RU2133645C1 - Centrifugal-vibration concentrator - Google Patents

Abstract

FIELD: concentration of mineral resources, applicable for separation of solid particles in density, for instance, for processing of gold-containing ores and fine-class sands. SUBSTANCE: the centrifugal-vibration concentrator has a bowl connected to the bottom of which with one end is a drive secured to a frame and communicating with the other end of the shaft, one end of the shaft is connected to the rotation drive through a cardan joint, the other end of the shaft is attached to the inner side of the bowl bottom, and on the outer side the bottom has a cylindrical lug of ferromagnetic material; located inside the lug is a pin attached to the frame, its termination is made in the form of a ring magnet. EFFECT: simplified design, enhanced reliability and expanded field of use. 1 dwg

Description

 The invention relates to the field of mineral processing and can be used to separate solid particles by density, for example, for processing gold-bearing ores and sands of thin classes.

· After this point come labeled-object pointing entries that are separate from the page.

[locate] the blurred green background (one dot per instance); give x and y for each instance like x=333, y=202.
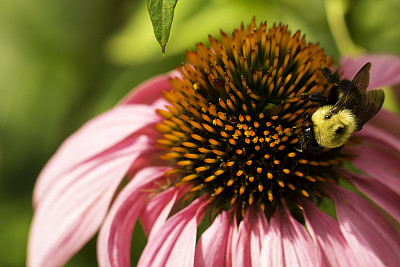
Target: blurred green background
x=65, y=61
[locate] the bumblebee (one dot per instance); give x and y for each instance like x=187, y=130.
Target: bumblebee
x=344, y=112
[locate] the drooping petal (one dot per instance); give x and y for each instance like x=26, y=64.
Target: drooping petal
x=252, y=229
x=71, y=212
x=95, y=137
x=387, y=122
x=379, y=163
x=149, y=91
x=114, y=241
x=212, y=246
x=287, y=243
x=382, y=195
x=332, y=248
x=385, y=69
x=157, y=209
x=379, y=136
x=174, y=243
x=368, y=234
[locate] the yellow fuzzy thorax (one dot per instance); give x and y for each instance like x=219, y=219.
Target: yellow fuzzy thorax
x=326, y=130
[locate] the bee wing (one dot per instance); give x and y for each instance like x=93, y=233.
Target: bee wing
x=372, y=102
x=361, y=80
x=354, y=90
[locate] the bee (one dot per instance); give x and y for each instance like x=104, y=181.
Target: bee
x=344, y=112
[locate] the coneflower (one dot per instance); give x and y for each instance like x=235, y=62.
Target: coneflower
x=221, y=142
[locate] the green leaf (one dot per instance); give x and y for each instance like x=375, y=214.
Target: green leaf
x=161, y=14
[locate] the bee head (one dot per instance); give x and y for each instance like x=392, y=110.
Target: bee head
x=332, y=130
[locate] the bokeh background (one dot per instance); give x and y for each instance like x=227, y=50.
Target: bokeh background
x=63, y=62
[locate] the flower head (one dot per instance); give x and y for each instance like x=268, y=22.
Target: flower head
x=226, y=144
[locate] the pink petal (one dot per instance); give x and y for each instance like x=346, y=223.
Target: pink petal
x=96, y=136
x=252, y=229
x=384, y=196
x=385, y=69
x=71, y=212
x=387, y=122
x=158, y=208
x=379, y=162
x=149, y=91
x=371, y=238
x=114, y=241
x=379, y=136
x=332, y=248
x=212, y=246
x=287, y=243
x=174, y=243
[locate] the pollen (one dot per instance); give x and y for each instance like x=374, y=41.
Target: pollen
x=233, y=126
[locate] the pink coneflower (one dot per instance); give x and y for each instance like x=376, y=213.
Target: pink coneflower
x=219, y=143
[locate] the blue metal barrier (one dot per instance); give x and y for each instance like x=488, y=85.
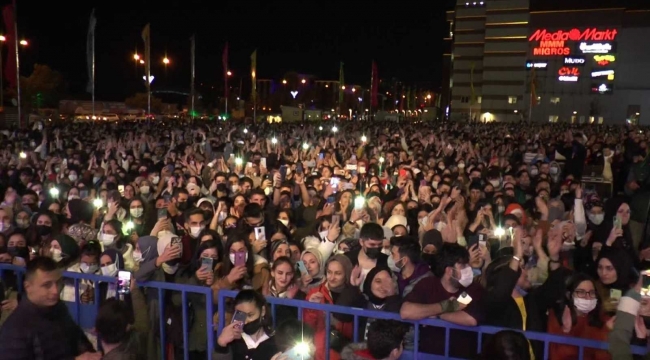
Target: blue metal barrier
x=85, y=314
x=480, y=330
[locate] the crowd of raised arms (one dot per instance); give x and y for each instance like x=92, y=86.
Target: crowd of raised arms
x=531, y=227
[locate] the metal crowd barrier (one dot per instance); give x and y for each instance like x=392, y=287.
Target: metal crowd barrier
x=85, y=314
x=480, y=330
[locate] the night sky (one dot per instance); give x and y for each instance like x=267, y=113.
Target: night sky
x=309, y=37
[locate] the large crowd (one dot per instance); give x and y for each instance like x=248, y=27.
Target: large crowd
x=531, y=227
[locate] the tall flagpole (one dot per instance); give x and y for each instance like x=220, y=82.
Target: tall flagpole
x=372, y=83
x=17, y=63
x=193, y=57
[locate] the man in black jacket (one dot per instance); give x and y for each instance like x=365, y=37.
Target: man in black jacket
x=41, y=327
x=371, y=238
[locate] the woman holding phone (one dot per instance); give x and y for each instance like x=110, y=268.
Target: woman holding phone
x=199, y=273
x=240, y=268
x=250, y=335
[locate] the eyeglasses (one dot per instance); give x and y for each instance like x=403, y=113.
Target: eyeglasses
x=585, y=294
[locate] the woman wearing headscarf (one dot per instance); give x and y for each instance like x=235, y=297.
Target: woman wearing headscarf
x=616, y=231
x=80, y=216
x=336, y=290
x=615, y=275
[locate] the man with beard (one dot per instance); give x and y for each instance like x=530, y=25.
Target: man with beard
x=437, y=296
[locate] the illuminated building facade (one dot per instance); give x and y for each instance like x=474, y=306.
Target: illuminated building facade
x=581, y=66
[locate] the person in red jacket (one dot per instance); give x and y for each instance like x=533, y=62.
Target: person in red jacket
x=340, y=288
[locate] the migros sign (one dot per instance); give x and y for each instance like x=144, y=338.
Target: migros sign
x=590, y=34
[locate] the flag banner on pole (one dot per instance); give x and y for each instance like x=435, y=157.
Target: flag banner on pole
x=341, y=84
x=146, y=38
x=10, y=64
x=254, y=75
x=533, y=87
x=471, y=83
x=224, y=64
x=374, y=86
x=90, y=49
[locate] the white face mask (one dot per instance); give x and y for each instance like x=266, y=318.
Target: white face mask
x=195, y=231
x=136, y=212
x=466, y=277
x=88, y=269
x=137, y=256
x=107, y=239
x=57, y=255
x=109, y=270
x=585, y=305
x=231, y=256
x=597, y=219
x=170, y=269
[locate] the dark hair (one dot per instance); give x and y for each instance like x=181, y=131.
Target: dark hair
x=407, y=246
x=290, y=332
x=260, y=303
x=91, y=248
x=179, y=191
x=41, y=263
x=226, y=265
x=506, y=345
x=112, y=321
x=385, y=336
x=253, y=210
x=572, y=284
x=372, y=231
x=448, y=255
x=191, y=212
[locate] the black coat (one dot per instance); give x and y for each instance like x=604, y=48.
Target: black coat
x=237, y=350
x=353, y=255
x=501, y=309
x=32, y=333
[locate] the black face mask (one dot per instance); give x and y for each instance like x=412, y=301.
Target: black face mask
x=252, y=327
x=18, y=251
x=372, y=253
x=43, y=230
x=193, y=199
x=429, y=259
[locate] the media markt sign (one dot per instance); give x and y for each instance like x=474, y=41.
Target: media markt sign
x=561, y=42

 Centrifugal devices are known in which centrifugal forces many times greater than the force of their own weight act on particles of a material. For example, bowl concentrators (1). Such hubs comprise a rotatable bowl with arrester on the inner surface in the form of annular grooves. Power is supplied to the bottom of the bowl, during operation, the heavy concentrate is collected in the annular grooves, as it accumulates, the bowl stops or slows down, the power stops and the concentrate is washed off through an opening at the bottom of the bowl.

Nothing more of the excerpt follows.